If obj.velocity is 0 (or computes to 0), a -0 is introduced at that place and propogates out into stoppingForce.

Math.atan2
Math.ceil
Math.pow
Math.round
It's possible for a -0 to be introduced into an expression as a return value of these methods in some cases, even when no -0 exists as one of the parameters. E.g., using Math.pow to raise -Infinity to the power of any negative, odd exponent evaluates to -0. Refer to the documentation for the individual methods.
Math.floor
Math.max
Math.min
Math.sin
Math.sqrt
Math.tan
It's possible to get a -0 return value out of these methods in some cases where a -0 exists as one of the parameters. E.g., Math.min(-0, +0) evalutes to -0. Refer to the documentation for the individual methods.
~
<<
>>
Each of these operators uses the ToInt32 algorithm internally.
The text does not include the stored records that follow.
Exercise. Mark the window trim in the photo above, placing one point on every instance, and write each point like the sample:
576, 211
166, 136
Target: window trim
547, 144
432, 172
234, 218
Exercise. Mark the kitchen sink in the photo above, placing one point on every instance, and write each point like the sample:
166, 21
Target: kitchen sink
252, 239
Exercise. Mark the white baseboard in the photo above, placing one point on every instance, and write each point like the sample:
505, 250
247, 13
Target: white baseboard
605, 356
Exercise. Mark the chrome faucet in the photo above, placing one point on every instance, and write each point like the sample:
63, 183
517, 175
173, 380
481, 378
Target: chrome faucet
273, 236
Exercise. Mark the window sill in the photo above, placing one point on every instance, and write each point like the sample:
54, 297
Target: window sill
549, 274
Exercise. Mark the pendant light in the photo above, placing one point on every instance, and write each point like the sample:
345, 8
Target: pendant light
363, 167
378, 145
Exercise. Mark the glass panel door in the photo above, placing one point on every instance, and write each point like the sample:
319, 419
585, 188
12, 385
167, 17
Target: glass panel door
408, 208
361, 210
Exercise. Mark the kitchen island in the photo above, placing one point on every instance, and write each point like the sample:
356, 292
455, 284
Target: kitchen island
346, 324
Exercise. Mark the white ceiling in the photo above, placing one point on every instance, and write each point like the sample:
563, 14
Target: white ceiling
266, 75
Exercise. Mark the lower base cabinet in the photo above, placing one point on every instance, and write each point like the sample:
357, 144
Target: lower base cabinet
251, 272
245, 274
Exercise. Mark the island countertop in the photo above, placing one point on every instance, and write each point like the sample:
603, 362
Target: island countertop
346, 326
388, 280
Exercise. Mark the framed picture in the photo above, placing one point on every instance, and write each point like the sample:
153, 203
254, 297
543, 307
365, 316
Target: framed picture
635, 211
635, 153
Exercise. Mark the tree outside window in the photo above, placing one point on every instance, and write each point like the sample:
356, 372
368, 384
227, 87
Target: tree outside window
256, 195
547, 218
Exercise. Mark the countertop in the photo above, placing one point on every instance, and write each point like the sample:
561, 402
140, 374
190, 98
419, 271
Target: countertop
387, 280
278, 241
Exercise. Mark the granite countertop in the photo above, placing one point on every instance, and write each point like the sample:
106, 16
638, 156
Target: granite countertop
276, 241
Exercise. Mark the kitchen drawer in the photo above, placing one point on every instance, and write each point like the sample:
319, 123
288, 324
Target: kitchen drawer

Since there is only one representation for 0 in the internal 32-bit integer type, -0 will not survive a round trip after an inverse operation. E.g., both Object.is(~~(-0), -0) and Object.is(-0 << 2 >> 2, -0) evaluate to false.

Relying on Object.is when the signedness of zeros is not taken into account can be hazardous. Of course, when the intent is to distinguish between -0 and +0, it does exactly what's desired.